Friday, July 26, 2013

"The Find" by Gregg Bell

The Find
by Gregg Bell


Description
What can a mother do when she has no money and a dangerously sick kid?
She can make a mistake.
In a moment of desperation, cleaning lady Phoebe Jackson tries to pawn the diamond-bejeweled Rolex she found in a mobster's locker. Turns out the watch is a fake, but the mobster isn't - and he's on to her.

Excerpt
The wind from the thudding helicopter was pushing Phoebe this way and that. The sirens were getting louder. Phoebe’s shoulder burned. She was starting to lose consciousness. But with a shaky hand she kept her pistol on Michael.
            Michael straightened up, his arms up in the air, fingers extended, the helicopter whipping his hair. “There,” he yelled, “you’ve got them both now. It’s what you wanted. It’s over.” He took another step down the stairs but stopped at the second to last stair and held his arms wide. “You’ve won, Phoebe.”
            She shook her head. His lawyers.

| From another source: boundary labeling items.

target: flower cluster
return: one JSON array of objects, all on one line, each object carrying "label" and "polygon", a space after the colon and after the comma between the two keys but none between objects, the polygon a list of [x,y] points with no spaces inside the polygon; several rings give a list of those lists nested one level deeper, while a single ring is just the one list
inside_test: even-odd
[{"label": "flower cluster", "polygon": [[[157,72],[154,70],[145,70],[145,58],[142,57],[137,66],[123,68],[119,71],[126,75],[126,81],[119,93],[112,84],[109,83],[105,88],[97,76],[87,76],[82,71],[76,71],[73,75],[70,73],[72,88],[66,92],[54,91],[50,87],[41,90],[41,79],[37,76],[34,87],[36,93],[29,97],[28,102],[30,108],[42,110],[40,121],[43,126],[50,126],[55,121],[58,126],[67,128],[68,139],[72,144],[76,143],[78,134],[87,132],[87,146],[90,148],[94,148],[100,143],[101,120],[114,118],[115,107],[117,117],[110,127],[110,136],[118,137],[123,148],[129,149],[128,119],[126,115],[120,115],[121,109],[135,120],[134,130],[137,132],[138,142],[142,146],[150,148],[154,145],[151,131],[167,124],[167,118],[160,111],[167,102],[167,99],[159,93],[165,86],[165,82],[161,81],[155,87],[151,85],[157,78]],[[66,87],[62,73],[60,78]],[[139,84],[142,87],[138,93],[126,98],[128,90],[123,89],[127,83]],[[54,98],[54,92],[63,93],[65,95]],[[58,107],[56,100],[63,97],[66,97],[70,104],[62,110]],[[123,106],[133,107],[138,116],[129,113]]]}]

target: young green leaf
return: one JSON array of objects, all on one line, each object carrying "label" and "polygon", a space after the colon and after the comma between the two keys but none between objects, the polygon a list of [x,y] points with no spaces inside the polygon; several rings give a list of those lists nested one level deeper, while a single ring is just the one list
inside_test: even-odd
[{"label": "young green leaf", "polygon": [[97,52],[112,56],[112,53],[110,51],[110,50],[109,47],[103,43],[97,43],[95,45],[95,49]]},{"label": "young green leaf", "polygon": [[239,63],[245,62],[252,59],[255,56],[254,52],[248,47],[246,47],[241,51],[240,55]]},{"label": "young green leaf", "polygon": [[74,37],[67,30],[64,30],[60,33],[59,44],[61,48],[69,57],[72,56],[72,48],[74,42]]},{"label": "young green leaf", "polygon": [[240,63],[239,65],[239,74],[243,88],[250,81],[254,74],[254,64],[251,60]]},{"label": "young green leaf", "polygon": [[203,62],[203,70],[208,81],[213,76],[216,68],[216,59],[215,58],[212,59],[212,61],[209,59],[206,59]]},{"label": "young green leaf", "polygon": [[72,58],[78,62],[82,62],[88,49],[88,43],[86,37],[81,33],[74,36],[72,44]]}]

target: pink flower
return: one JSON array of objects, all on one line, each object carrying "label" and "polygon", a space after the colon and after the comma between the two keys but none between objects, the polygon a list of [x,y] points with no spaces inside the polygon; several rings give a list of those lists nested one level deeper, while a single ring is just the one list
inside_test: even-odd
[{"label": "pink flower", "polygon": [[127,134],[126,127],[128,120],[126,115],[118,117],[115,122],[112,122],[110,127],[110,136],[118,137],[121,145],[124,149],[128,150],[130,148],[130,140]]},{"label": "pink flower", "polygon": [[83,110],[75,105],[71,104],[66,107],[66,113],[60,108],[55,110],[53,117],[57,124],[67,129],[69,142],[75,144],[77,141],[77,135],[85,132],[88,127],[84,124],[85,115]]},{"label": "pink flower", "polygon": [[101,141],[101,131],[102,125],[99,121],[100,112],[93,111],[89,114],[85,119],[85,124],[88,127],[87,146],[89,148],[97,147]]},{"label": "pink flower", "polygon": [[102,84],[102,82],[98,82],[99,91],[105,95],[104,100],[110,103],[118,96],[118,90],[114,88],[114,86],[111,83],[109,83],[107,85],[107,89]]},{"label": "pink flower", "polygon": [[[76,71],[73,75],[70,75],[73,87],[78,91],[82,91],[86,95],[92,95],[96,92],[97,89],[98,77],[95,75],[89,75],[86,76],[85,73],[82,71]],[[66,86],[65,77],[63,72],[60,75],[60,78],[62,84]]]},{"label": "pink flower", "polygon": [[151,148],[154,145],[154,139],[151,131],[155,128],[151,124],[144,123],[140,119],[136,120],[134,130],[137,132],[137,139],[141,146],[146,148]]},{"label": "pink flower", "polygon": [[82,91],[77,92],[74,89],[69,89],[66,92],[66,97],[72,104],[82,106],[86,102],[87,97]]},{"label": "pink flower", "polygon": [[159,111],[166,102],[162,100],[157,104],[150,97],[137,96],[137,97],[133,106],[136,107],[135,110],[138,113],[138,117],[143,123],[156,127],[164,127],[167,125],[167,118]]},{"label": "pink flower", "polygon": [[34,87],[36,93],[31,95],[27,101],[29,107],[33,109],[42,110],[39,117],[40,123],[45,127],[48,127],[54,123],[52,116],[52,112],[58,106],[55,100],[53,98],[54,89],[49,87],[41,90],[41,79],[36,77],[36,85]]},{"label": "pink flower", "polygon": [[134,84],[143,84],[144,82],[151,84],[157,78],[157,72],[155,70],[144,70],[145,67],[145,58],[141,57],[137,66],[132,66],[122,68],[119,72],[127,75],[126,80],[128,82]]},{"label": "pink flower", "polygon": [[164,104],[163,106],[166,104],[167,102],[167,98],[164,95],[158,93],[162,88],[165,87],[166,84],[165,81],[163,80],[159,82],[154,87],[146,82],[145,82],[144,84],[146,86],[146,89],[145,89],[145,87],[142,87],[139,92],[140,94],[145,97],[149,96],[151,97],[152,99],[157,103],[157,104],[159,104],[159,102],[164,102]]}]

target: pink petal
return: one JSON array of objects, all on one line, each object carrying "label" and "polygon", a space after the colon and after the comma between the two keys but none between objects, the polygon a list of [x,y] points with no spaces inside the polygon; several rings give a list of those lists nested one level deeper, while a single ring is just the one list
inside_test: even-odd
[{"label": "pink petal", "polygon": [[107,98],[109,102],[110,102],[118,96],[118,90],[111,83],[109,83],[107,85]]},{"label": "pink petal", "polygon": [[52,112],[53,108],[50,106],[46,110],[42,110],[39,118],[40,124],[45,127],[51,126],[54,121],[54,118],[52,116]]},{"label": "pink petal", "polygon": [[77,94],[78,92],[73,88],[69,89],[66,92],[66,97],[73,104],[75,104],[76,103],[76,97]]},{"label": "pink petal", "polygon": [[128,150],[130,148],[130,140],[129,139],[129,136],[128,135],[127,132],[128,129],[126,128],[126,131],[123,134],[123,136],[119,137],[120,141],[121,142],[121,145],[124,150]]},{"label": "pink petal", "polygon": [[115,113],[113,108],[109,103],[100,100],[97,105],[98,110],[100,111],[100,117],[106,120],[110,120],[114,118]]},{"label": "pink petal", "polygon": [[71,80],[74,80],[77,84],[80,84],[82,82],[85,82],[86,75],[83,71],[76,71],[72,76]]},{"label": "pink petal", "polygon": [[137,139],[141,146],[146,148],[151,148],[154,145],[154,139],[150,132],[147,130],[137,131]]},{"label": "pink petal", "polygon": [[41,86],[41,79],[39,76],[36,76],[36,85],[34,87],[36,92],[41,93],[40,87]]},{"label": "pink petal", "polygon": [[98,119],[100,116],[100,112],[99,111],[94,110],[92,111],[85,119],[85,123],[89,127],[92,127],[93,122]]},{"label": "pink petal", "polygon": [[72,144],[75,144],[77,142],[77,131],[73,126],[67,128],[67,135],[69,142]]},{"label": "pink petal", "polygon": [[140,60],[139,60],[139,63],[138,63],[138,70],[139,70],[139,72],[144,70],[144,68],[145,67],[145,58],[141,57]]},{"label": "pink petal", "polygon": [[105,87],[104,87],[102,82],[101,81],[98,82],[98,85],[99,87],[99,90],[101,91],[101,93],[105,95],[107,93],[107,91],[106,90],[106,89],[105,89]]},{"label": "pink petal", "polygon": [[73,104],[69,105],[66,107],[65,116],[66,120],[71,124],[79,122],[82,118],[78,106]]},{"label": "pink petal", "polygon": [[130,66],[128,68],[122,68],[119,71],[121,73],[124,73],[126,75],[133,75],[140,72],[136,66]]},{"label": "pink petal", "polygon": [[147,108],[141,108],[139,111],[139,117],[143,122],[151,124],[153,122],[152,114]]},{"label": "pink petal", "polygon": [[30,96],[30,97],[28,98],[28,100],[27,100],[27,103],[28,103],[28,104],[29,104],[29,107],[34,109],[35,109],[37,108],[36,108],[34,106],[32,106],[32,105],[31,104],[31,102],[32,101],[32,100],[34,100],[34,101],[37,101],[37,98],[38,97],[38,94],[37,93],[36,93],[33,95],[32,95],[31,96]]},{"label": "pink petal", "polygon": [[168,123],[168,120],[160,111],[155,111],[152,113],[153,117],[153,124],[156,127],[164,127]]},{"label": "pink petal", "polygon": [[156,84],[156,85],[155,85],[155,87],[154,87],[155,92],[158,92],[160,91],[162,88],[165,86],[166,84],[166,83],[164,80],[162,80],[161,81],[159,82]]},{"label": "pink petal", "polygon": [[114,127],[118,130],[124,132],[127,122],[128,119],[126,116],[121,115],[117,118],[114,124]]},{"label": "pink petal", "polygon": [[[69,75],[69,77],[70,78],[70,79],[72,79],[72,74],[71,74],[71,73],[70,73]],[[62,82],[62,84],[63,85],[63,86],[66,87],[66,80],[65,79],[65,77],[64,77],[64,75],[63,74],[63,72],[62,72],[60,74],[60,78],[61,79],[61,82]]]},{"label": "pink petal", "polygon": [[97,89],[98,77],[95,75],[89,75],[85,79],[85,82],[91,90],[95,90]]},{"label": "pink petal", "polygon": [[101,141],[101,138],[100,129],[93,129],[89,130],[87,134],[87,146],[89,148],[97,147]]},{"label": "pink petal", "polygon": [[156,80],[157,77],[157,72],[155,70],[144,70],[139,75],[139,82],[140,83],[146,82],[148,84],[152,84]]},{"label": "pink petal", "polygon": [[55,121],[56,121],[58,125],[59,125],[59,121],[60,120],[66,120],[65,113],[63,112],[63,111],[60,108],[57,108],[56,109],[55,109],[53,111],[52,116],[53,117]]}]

His owning the police. His vendettas. His lies. He’s like a mosquito. The only way you’ll be rid of him is to move away or kill him.
            She wasn’t moving away.
            Michael read her eyes. “Don’t, Phoebe,” he yelled. “It would be your worst move ever. Do you really want your girls to grow up without their mother? You’ll spend the rest of your life in prison. I can promise you that.”
            Phoebe swallowed and lowered the gun. “Maybe so.”
            “That’s right.” He nodded aggressively. He stepped down to the last stair. “That’s the only way to go.”
            “Then again maybe not.” She raised the pistol, fired, and the bullet ripped into his chest. He fell, landing solidly on his butt on the last step, almost like he’d meant to, his feet dangling like a little boy sitting on a pier. He coughed blood and tore at his shirt. Then he looked at Phoebe. And he kept looking at her.
            Phoebe didn’t look away, her eyes staying on his until like a slow-falling oak he tumbled hard onto the tarmac.

Review
The story started out well, and I expected a lot of suspense. However, it settled into a fairly predictable, almost romance-type novel, with a main character that can't seem to decide between a safe, solid, nice guy, and a hard, abusive, but to her, exciting crook. Other than the main character, we don't learn much about the other characters, what drives them, their backgrounds, etc. The main character will do anything for her kids, and I mean anything. Many of the events in the story provide no context, and leave the reader with a lot of questions that never get answered.
For me, I would have preferred more mystery and unexpected turns, but I think this book would appeal more to women.

From the Author
When I was ten, a drunken guy almost drowned me in a swimming pool. It was in Miami Beach at the Chateau motel. The guy was a pool hand and he was wrestling (playfully, for the most part)with us kids. Then he said, "I'm going to show you a good hold" and he got me in a headlock and took me under. It was a good hold all right. He held me there and held me there and held me there. I struggled but this was a powerful man. There was nothing to do. I would either die or I wouldn't.
That experience gave me an appreciation for life's tenuousness. If you think about it, we're only alive as far as our next breath will take us.
So I write novels and stories about characters like you and me with their heads underwater. (Figuratively speaking of course.) Characters under so much duress their brains are about to burst. They're at the end of it all. No way out of this one. But I also write with a sense of humor. (You have to have a sense of humor, right?)
I was born in 1956 in Chicago. A lifelong Illinois guy. Married once. Divorced. No kids. No pets. Passionate about things: people, classical music, golf. And I always seem to be on the side of the underdog.